Haven't been on the forums here in a while. Been moving on with life. However, the ex recently reached out. There is a restraining order she placed, but yeah that means nothing apparently. Venting about that, no real reason for this post other then that.

She sent a list of songs and albums, that together basically create a narrative.

First, she was stupid.(suppose this is an apology of sorts) - 3 songs with this basic theme

Second, why am I doing ok with this when she is in so much pain (Guess if I loved her I would be in more pain, she doesn't see the irony considering how she acted after the break up) - an album which seems to follow this theme, though haven't listened to it

Third, she was blinded by the guys money (somehow her leaving me for the promise of financial gain is suppose to make everything better?) - again three songs

Fourth, that song "See you Again". (assume that means after the restraining order is up... .)

Fifth, she is now ready to marry me (7 years engaged prior to the break up). - 2 songs

Interestingly, this all came roughly 2 weeks after I started using social media again(had thought it would be safe now). The only friends I have online are family and childhood friends. Posted a few things to update them on the rebuilding process. Essentially, accomplished a few things that had been put off for the last 12~ years.

Anyways, every time she reaches out it hurts. 8 months NC and don't plan to stop, over a year since the break up. Not much point to this post, except misery loves company and a group of people that can relate is always nice.

Thanks for letting me take up space for my selfish needs. Feel slightly better now :)


Title: Re: Venting
Post by: Larmoyant on June 29, 2016, 06:02:43 AM
I think they do... .but in a different way than us... .the real regret comes along with realizing our mistakes... .to them... .regret means trying to get back to drain a previous host as much as they can coz they failed to destroy him/her in the previous encounters

This.

Anyways, every time she reaches out to me it hurts. 8 months NC and don't plan to stop, over a year since the break up. Not much point to this post, except misery loves company and a group of people that can relate is always nice.

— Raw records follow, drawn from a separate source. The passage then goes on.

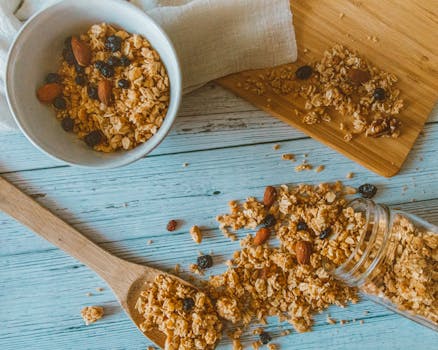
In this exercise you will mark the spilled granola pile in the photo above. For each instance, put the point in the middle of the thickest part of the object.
(407, 278)
(289, 277)
(343, 81)
(289, 281)
(185, 315)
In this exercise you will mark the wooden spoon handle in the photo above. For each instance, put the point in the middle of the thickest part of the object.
(40, 220)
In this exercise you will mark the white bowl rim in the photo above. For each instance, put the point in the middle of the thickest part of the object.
(123, 160)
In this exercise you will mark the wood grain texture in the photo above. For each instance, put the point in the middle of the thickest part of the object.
(229, 149)
(407, 33)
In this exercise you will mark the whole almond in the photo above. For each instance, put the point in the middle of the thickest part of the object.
(303, 250)
(81, 51)
(269, 196)
(261, 236)
(104, 91)
(358, 76)
(47, 93)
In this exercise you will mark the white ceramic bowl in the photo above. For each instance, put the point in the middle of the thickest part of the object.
(36, 52)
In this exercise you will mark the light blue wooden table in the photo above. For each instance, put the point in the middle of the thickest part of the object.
(228, 145)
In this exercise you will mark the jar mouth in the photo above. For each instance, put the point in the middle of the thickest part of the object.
(367, 253)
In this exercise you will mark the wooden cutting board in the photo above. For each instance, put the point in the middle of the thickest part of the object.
(407, 33)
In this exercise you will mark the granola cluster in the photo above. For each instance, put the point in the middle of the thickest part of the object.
(407, 277)
(185, 315)
(115, 89)
(280, 281)
(365, 96)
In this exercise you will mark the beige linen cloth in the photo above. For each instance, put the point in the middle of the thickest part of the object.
(213, 38)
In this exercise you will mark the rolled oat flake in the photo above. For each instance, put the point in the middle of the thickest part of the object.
(394, 261)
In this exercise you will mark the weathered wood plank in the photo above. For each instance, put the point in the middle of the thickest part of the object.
(138, 200)
(209, 118)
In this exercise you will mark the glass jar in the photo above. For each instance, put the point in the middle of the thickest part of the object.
(395, 262)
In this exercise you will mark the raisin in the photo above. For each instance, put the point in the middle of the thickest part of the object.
(93, 138)
(367, 190)
(99, 64)
(302, 226)
(92, 92)
(304, 72)
(60, 103)
(188, 304)
(204, 261)
(81, 80)
(171, 225)
(379, 94)
(67, 43)
(268, 221)
(67, 124)
(265, 338)
(113, 43)
(106, 70)
(124, 84)
(325, 233)
(125, 61)
(53, 78)
(68, 56)
(114, 61)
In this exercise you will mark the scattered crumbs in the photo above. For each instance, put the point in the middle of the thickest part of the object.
(330, 320)
(303, 166)
(348, 137)
(256, 345)
(257, 331)
(319, 168)
(288, 156)
(194, 268)
(171, 225)
(91, 314)
(196, 234)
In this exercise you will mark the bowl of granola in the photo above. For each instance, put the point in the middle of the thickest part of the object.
(93, 83)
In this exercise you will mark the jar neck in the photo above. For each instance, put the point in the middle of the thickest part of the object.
(371, 243)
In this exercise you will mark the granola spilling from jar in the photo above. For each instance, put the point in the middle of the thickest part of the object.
(407, 277)
(185, 315)
(290, 281)
(365, 96)
(111, 89)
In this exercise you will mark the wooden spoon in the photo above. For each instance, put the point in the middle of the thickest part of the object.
(126, 279)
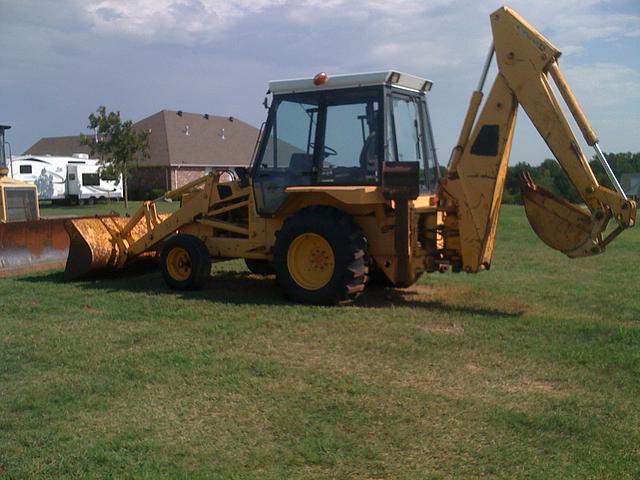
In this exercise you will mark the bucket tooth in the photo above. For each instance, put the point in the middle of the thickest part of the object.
(560, 224)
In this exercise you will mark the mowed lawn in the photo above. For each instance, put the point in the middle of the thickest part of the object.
(530, 370)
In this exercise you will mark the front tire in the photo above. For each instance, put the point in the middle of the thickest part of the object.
(320, 257)
(185, 262)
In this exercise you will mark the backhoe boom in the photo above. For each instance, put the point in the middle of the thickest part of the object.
(472, 192)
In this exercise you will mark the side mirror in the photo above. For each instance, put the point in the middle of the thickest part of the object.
(401, 180)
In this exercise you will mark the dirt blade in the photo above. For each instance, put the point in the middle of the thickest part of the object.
(32, 246)
(91, 249)
(560, 224)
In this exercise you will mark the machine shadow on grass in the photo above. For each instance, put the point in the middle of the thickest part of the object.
(239, 287)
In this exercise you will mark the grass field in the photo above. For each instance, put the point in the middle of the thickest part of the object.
(531, 370)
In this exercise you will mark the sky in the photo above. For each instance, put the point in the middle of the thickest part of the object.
(61, 59)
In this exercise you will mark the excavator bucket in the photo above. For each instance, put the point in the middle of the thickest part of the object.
(92, 247)
(32, 246)
(560, 224)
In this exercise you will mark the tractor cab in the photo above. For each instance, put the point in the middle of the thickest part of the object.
(340, 131)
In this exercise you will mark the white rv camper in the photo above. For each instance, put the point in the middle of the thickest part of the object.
(73, 178)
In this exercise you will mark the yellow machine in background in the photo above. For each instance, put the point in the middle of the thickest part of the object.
(344, 185)
(27, 243)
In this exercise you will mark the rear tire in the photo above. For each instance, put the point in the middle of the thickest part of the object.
(259, 267)
(320, 257)
(185, 262)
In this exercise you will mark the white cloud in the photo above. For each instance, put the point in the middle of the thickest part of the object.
(603, 85)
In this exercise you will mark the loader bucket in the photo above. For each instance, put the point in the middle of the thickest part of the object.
(560, 224)
(92, 249)
(32, 246)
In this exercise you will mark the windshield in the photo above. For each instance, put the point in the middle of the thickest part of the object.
(406, 129)
(410, 137)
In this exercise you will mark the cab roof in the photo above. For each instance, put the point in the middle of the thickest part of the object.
(334, 82)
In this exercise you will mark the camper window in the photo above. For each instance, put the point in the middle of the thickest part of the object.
(91, 179)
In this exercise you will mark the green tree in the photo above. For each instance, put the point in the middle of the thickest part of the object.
(118, 145)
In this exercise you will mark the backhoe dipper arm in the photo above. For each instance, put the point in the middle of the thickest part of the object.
(471, 194)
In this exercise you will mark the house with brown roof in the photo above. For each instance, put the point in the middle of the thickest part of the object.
(183, 146)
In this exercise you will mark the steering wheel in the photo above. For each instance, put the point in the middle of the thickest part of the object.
(328, 151)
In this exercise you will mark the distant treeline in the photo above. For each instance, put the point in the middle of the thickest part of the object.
(550, 175)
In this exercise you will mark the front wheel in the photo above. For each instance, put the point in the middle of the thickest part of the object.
(319, 257)
(185, 262)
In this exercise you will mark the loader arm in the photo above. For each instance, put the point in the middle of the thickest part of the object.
(471, 194)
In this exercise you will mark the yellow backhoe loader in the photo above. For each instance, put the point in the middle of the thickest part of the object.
(27, 243)
(344, 185)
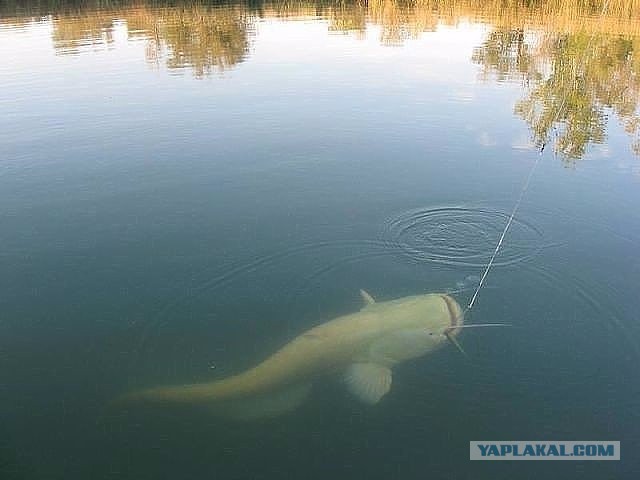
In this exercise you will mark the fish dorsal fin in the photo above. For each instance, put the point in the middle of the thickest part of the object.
(368, 381)
(368, 299)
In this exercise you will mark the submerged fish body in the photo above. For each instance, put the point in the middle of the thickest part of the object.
(362, 347)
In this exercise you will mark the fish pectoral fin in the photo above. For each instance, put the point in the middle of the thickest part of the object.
(368, 299)
(368, 381)
(265, 405)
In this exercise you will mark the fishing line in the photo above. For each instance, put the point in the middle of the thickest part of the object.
(523, 191)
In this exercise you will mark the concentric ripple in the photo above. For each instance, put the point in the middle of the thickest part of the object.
(461, 236)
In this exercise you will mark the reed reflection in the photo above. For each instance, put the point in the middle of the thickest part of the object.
(578, 62)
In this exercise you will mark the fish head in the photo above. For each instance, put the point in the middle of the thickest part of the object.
(441, 317)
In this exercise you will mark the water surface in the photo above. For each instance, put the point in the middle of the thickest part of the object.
(185, 187)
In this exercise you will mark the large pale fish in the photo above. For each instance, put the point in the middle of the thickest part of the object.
(361, 348)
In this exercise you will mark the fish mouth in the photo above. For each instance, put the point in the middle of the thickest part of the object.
(456, 315)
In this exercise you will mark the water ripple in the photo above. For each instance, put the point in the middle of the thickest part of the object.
(461, 236)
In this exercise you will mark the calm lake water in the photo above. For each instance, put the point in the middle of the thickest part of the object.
(185, 188)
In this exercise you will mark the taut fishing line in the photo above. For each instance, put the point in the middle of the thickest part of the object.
(523, 191)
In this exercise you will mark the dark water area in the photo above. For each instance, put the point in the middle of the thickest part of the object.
(184, 188)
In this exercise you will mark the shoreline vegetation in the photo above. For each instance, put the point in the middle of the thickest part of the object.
(578, 61)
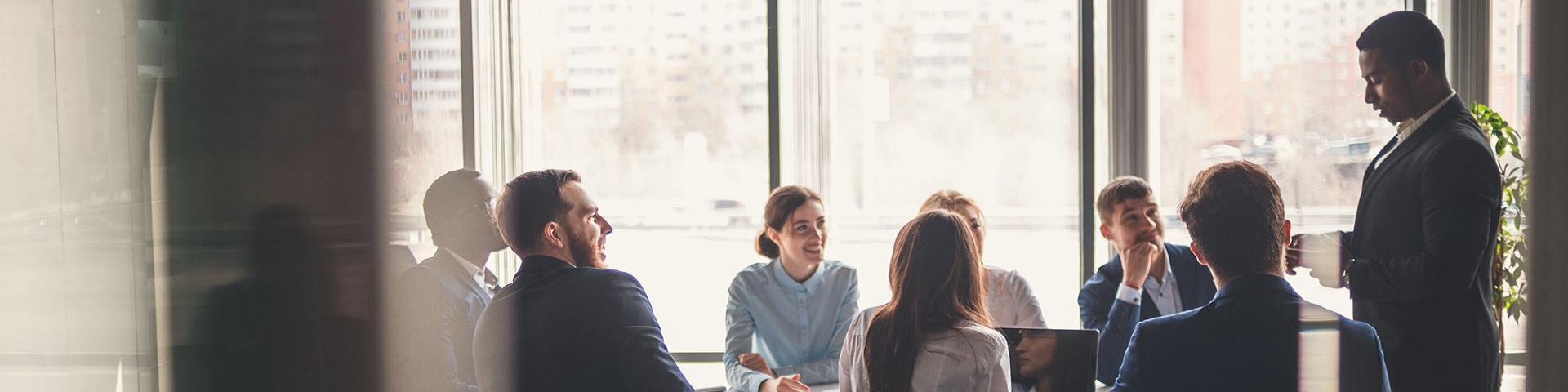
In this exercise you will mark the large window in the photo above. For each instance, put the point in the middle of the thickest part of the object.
(424, 117)
(662, 109)
(969, 96)
(1274, 82)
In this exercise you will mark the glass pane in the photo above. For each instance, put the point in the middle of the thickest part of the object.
(1510, 96)
(424, 117)
(1510, 61)
(662, 109)
(969, 96)
(1274, 82)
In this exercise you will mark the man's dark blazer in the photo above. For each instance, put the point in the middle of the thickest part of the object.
(1247, 339)
(1423, 245)
(565, 328)
(1099, 310)
(436, 306)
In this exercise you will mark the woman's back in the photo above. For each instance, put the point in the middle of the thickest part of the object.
(966, 358)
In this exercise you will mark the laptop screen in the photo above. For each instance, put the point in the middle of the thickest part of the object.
(1053, 359)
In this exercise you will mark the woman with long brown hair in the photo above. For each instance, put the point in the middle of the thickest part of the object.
(1009, 298)
(933, 334)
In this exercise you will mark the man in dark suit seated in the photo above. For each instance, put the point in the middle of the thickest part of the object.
(438, 301)
(1418, 262)
(567, 322)
(1256, 334)
(1145, 279)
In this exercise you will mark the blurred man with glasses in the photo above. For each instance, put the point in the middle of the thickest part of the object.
(438, 303)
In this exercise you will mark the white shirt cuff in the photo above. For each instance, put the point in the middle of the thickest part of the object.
(1126, 294)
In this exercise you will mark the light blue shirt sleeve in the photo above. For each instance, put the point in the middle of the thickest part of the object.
(795, 327)
(826, 369)
(737, 341)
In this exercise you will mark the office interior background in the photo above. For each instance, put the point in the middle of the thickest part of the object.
(170, 157)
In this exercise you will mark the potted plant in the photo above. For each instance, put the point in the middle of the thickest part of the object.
(1510, 289)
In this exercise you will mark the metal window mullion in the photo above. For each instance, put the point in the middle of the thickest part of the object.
(1470, 47)
(1085, 140)
(775, 163)
(1129, 78)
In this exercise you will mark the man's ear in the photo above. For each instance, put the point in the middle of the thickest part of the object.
(554, 235)
(1419, 69)
(1194, 247)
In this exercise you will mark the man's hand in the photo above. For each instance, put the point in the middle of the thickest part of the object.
(789, 383)
(756, 363)
(1319, 253)
(1136, 264)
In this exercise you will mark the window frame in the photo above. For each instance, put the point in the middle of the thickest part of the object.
(1126, 141)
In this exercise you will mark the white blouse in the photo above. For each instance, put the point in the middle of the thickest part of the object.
(966, 358)
(1010, 301)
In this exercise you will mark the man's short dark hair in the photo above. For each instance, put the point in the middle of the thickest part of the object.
(1236, 218)
(1404, 37)
(530, 201)
(1118, 190)
(446, 199)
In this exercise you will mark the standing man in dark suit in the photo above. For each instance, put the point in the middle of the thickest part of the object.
(1256, 334)
(438, 303)
(567, 322)
(1419, 259)
(1145, 279)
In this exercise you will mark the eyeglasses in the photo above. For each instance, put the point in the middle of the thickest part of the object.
(488, 206)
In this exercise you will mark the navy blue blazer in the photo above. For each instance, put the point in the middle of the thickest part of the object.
(1247, 339)
(565, 328)
(1099, 310)
(1423, 245)
(436, 306)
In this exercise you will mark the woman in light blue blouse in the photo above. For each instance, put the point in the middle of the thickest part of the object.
(786, 318)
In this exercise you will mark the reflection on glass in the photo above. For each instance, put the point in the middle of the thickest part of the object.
(1274, 82)
(978, 98)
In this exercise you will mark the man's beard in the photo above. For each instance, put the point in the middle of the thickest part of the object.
(586, 253)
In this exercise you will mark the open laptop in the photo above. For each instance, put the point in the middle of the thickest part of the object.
(1051, 359)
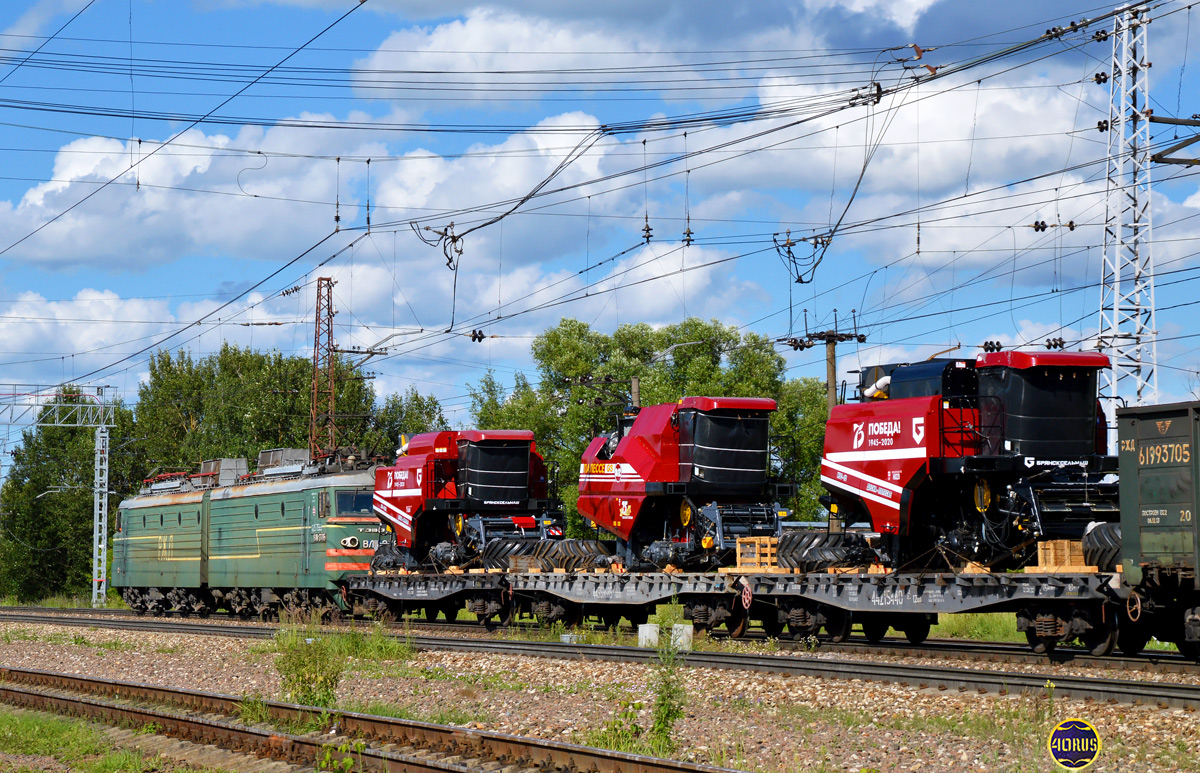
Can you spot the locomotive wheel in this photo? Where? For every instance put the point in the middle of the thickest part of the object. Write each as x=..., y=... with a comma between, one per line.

Thanks for letting me take up space for my selfish needs. Feel slightly better now :)

naguma, not selfish needs at all and I'm glad you posted the comment by StillInShock. I'm going to print it out. I feel like venting right now because I feel more angry than I ever have throughout this whole almost 6 month torturous breakup. Where is all the anger been hiding! Keep moving forwards naguma. You sound like you're in a good, good place which gives me hope that one day I will be too.